MFW AW16: Roberto Cavalli

In Milan this season Roberto Cavalli’s Peter Dundas worked his magic at the Italian fashion house, once again adopting the decadent boho-luxe of the moment and bringing it to Cavalli in manner of fact, frilly edges and fur trims that would even give Roberto a run for his money.

I don’t even think Roberto would have thought to go as far as garishly dying fur in tiger stripes, but these kind of sartorially impetuous decisions suddenly makes his brand feel all the more millennial, which we are quite sure he won’t mind.

KIM_3374

KIM_3570

KIM_3838

Much like the tiger refraining from changing his stripes, the brazen beauty was still there and not in short supply. Dundas understanding of designing in and for Italy meant that for one of the first times this season baroque communicated with grunge in a wonderfully campy but still accessible way.
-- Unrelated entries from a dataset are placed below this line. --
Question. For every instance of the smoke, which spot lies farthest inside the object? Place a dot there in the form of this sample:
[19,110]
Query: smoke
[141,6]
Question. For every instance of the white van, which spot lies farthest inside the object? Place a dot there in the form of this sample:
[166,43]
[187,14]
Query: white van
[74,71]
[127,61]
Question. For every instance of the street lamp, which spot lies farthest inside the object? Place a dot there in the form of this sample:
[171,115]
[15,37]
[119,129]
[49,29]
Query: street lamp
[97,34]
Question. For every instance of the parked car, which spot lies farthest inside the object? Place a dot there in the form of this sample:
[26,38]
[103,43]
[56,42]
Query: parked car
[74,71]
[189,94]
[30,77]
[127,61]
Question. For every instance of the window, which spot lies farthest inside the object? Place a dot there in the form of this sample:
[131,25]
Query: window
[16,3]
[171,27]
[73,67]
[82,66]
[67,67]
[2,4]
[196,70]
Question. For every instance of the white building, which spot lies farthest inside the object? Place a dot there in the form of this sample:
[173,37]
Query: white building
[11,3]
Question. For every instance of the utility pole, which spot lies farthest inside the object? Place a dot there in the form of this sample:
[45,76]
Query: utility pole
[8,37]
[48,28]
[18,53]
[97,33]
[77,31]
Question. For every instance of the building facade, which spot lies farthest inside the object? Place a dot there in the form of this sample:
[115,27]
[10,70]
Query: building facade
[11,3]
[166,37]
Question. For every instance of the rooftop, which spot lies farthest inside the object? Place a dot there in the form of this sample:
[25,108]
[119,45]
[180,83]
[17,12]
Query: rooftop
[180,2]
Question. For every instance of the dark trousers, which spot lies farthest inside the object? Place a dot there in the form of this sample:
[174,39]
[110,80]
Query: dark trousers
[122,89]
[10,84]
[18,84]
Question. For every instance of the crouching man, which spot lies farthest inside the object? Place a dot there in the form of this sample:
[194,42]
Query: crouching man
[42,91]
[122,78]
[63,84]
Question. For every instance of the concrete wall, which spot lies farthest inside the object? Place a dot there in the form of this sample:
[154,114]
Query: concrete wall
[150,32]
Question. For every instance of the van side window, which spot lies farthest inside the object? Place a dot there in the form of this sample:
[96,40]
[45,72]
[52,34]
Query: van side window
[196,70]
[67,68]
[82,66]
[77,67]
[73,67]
Looks for men and women were also united this season, in a move that is catching on throughout the upper echelons of the fashion capitals. This meant a look first seen on the menswear runway only last month and assembled for the catwalk once again, a look built around a multi-colour horizontally striped snakeskin jacket, was presented in feminised form for her.

KIM_4319

KIM_3990

KIM_4203

All in all, Dundas is generally trying out a hard pill to swallow tactic at Cavalli, but then again, he’s also playing his cards right doing this. He’s drawing from current industry obsessions, giving it the almost ironically Cavalli treatment and launching all this at it, and then some. This should, for a brand that’s always been indeed one of the hardest pills for many of the fashion pack to swallow, should keep it moving in a way that’ll keep people engaged enough.